すると空雅の顔が赤くなり目を逸らされる。
え?
いや、まさかな・・・。
この状況と合わせるとありえないと思いたくなる答えだ。
隣で雄二がそっと耳打ちしてきた。
“空の相手、お前のこと好きみたいだぞ。”
消してしまおうと思った答えを雄二に言われてしまう。
けれど、もしそうだとしたらこの状況はどういうことなのか。
空雅を好きになった空が抱いてくれと頼んだのだろうか。
目の前の2人を観察する限りそういうわけではなさそうだ。
空雅の様子に気づいたのは廉と龍だけでなく空もだった。
空の表情が暗くなるのがわかる。
廉が質問を続けた。
「付き合ってないということはセフレ?お互いに同意の上でこうなってると思っていい?」
「違います。
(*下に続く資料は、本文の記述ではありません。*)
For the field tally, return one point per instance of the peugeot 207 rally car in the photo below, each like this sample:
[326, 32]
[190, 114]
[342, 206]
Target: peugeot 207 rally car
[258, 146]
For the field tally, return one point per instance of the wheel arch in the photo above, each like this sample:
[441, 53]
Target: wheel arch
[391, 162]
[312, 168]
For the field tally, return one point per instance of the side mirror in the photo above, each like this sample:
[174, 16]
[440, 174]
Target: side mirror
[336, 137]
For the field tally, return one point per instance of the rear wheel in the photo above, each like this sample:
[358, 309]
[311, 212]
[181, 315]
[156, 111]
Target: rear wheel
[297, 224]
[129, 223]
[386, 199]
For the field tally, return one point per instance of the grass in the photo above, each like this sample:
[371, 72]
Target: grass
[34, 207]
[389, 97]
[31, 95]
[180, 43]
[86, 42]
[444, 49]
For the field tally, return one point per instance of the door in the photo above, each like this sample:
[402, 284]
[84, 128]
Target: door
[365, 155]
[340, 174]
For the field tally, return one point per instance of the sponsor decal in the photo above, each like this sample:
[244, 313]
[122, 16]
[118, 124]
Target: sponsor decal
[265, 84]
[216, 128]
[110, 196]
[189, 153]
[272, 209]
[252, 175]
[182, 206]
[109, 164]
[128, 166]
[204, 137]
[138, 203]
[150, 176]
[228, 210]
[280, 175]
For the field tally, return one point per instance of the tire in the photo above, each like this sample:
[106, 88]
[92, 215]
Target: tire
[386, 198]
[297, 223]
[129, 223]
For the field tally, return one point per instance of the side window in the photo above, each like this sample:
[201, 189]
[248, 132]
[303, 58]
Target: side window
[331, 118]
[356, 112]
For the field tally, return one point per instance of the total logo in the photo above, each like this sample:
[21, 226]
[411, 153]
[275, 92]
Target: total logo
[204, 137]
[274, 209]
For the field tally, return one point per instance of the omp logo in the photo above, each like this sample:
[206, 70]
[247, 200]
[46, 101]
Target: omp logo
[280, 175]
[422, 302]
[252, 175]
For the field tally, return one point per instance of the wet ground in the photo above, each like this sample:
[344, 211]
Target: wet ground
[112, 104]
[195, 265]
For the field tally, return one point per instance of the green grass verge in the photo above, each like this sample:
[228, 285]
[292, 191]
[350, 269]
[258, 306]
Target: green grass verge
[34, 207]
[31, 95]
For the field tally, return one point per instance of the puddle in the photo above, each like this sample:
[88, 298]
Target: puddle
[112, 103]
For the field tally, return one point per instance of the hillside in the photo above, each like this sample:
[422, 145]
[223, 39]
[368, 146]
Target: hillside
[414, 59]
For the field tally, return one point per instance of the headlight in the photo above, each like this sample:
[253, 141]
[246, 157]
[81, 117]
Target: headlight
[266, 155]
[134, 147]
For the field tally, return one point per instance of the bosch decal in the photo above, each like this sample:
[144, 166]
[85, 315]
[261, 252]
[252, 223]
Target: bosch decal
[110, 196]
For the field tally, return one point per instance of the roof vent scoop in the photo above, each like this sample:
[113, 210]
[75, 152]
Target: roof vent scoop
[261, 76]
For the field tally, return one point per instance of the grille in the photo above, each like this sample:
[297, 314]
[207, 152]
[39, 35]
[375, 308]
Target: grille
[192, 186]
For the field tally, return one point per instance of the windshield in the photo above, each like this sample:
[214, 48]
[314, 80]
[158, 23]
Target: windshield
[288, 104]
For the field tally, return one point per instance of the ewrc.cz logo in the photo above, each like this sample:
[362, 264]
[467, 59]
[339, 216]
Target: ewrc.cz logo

俺は脅されて無理やり・・・。」
空が泣き出しながら話した。
脅す?無理やり?
「樋渡。詳しく話せるか?そこの空雅のことは気にしなくていい。」
「俺、夏休みに入ってから忘れ物を届けるために父さんの職場に行ったんです。それまで一度も行ったことなかったから、仕事をする父さんを見られると思って楽しみにしてました。思ったのと違う職場ではあったけれど、父さんの仕事姿を見れたからいいやと思って帰ろうとしたときに、この人に声をかけられたんです。父さんより立場が上なことを利用して、俺が言うことを聞かないと父さんがどうなるかわからないと言われて・・・。俺は逆らうことなんて出来ませんでした。それからは無理やり抱かれるようになって。今の関係です。」
空が話したことにより、空雅は青白い顔で震えていた。
震えるくらいなら最初からこんなことをしなければいいのにと思う。